2017-08-20 13:45:00+02:00
Why do people prefer steak cooked differently?
I stumbled across this dataset while looking through some of the datasets on FiveThirtyEight's github page. The data comes from a survey of 550 people that evaluates what types of risky behavior they engage in as well as how they prefer their steak cooked. There is an article on the results of the survey along with a link to the data here: https://fivethirtyeight.com/datalab/how-americans-like-their-steak/
# Import Useful libraries
import pandas as pd
import numpy as np
import matplotlib.pyplot as plt
import seaborn as sns
%matplotlib inline
# Put the data into a pandas DataFrame
sns.set_style('whitegrid')
steak_df = pd.read_csv('../data/fivethirtyeight-data/steak-survey/steak-risk-survey.csv')
steak_df.head()
# The column names will be replaced with shorter ones
steak_df.columns = ['ID', 'Lottery A/B', 'Smoke','Drink','Gamble','Skydived','DriveOverSpeedLimit','CheatedSO',
'EatSteak','SteakPrefer','Gender','Age','Income','Education','Location']
# The first row does not represent a participant in the survey so we will drop it
steak_df.drop(0,inplace=True)
First, I wanted to see how the particpants wanted their steak cooked in terms of total particpants.
# Made a new dataframe that will be used to create a bar chart
prefer_pct = (steak_df['SteakPrefer'].value_counts() / steak_df['SteakPrefer'].dropna().count() * 100).astype(int)
prefer_pct = prefer_pct.to_frame('Prepared').reset_index()
prefer_pct.columns = ['Prepared', 'Percent Preferred']
#Let's plot our data frame
fig = plt.figure(figsize=(6,3))
ax = sns.barplot(y='Prepared',x='Percent Preferred', data=prefer_pct,palette='OrRd')
ax.set(xlabel = 'Percent of Total',)
ax.set_title('How do you prefer your steak? (431 Responses)')
# This adds the number assigned to each bar in the plot
for i, v in enumerate(prefer_pct['Percent Preferred'].values):
ax.text(v + 0.5, i +.10, str(v))
As we can see, most people prefer their steak to be between medium and medium rare.

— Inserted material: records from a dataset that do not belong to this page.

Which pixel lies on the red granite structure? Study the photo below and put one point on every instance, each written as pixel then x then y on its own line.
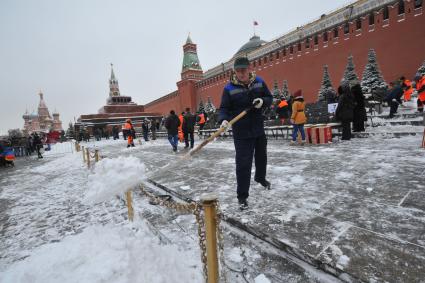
pixel 118 108
pixel 394 29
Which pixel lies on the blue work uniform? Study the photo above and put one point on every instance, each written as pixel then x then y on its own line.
pixel 248 133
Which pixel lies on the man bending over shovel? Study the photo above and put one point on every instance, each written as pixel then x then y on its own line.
pixel 246 91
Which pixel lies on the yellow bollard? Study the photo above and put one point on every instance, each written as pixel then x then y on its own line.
pixel 209 204
pixel 88 157
pixel 129 205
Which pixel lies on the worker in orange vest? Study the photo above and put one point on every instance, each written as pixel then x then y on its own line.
pixel 283 111
pixel 131 133
pixel 407 88
pixel 420 88
pixel 181 135
pixel 298 118
pixel 201 120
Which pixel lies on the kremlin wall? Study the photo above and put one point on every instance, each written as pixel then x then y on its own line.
pixel 394 29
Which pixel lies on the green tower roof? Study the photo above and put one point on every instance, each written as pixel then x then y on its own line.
pixel 190 58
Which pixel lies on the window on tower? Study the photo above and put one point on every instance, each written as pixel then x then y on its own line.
pixel 346 28
pixel 358 23
pixel 386 13
pixel 401 7
pixel 372 18
pixel 336 32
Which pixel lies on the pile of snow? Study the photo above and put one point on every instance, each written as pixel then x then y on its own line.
pixel 113 177
pixel 107 254
pixel 262 279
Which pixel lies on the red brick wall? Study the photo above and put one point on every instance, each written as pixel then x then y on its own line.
pixel 399 44
pixel 164 105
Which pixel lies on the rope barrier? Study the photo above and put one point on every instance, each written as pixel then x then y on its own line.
pixel 196 209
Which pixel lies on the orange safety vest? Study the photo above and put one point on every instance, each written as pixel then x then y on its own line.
pixel 408 92
pixel 127 126
pixel 419 85
pixel 180 133
pixel 282 104
pixel 201 119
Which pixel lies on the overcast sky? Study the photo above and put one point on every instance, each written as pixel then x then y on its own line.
pixel 64 47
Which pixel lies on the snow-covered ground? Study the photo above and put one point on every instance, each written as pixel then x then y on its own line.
pixel 345 205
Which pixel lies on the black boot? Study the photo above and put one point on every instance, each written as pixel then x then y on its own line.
pixel 243 204
pixel 266 184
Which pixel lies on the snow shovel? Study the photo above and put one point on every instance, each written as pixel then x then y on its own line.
pixel 221 130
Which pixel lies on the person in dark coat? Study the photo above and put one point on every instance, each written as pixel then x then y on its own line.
pixel 345 110
pixel 283 110
pixel 189 121
pixel 153 129
pixel 359 116
pixel 246 90
pixel 145 129
pixel 172 124
pixel 393 98
pixel 38 144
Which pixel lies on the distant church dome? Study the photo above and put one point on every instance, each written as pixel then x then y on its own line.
pixel 253 43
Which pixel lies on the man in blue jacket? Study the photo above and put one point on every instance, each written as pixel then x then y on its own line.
pixel 246 90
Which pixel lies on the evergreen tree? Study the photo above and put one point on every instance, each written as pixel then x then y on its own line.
pixel 373 84
pixel 421 70
pixel 276 92
pixel 70 132
pixel 326 92
pixel 350 74
pixel 285 91
pixel 201 107
pixel 209 107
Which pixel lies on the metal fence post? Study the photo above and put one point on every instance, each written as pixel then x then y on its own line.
pixel 129 205
pixel 209 205
pixel 84 154
pixel 88 157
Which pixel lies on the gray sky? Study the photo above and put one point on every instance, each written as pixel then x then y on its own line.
pixel 64 47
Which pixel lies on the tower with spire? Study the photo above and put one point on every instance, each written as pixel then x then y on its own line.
pixel 41 121
pixel 114 89
pixel 190 74
pixel 115 96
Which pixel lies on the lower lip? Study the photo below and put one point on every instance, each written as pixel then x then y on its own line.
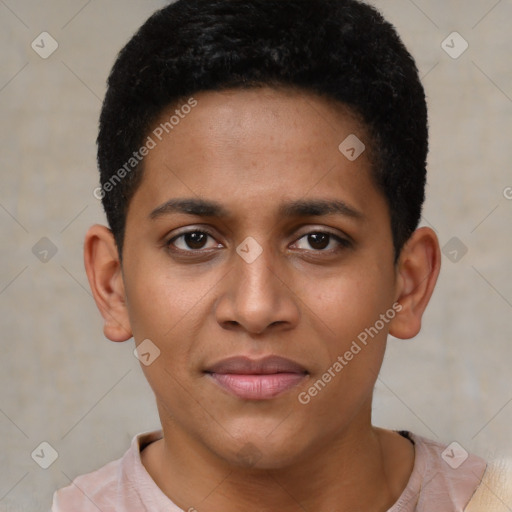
pixel 257 387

Steak that is cooked rare seems to be the least preferred option.
Now let's look at the different types of risky behavior.
# We want to convert all the variables with Yes/No answers into 1/0 so we can do some manipulation with it
def convert_to_num(val):
if val == 'Yes':
return 1
else:
return 0
for i in steak_df.drop(['ID','Lottery A/B','Age','SteakPrefer','Income','Education','Location'],axis=1).columns:
steak_df[i] = steak_df[i].apply(convert_to_num)
print("% Engage in Risky Behavior by Steak Preference")
(steak_df.groupby('SteakPrefer').mean().drop(['ID','EatSteak','Gender'],axis=1) * 100).astype(int)
This table can be read as such: 'Of those who prefer their steak cooked Medium, 15% smoke, 82% drink, etc.' It seems as though those who prefer their steak cooked Rare are more likely to be enganged in risky behavior. However, when we run the line below we find that only 23 people preferred rare. Their group is more likely to be biased by such a small sample. Interestingly enough, we find that a smaller percent of those who eat steak Medium Rare have cheated on a significant other before.
steak_df.groupby('SteakPrefer')['ID'].count()
Now I want to look at demographic information with the use of crosstabs to see if anything sticks out.
# AGE
(pd.crosstab(steak_df['SteakPrefer'],steak_df['Age'],margins=True,normalize=True) * 100).astype(int)
# GENDER
(pd.crosstab(steak_df['SteakPrefer'],steak_df['Gender'],margins=True,normalize=True) * 100).astype(int)
# INCOME
(pd.crosstab(steak_df['SteakPrefer'],steak_df['Income'],margins=True,normalize=True) * 100).astype(int)
# LOCATION
(pd.crosstab(steak_df['SteakPrefer'],steak_df['Location'],margins=True,normalize=True) * 100).astype(int)
There isn't much of a relationship that can be teased out when simply looking at these crosstabs between demographic factor and steak preference.
Lastly, let's look at the results from the hypothetical lottery question. The question is this:
"Consider the following hypothetical situations: In Lottery A, you have a 50% chance of success, with a payout of 100. In Lottery B, you have a 90% chance of success, with a payout of 20. Assuming you have $10 to bet, would you play Lottery A or Lottery B?"
Picking Lottery A is considered to be the more risky behavior.
(pd.crosstab(steak_df['SteakPrefer'],steak_df['Lottery A/B'],margins=True,normalize=True) * 100).astype(int)
Nada, again nothing seems to stick out as meaningful here. For now, it seems we don't know why people prefer their steaks cooked differently.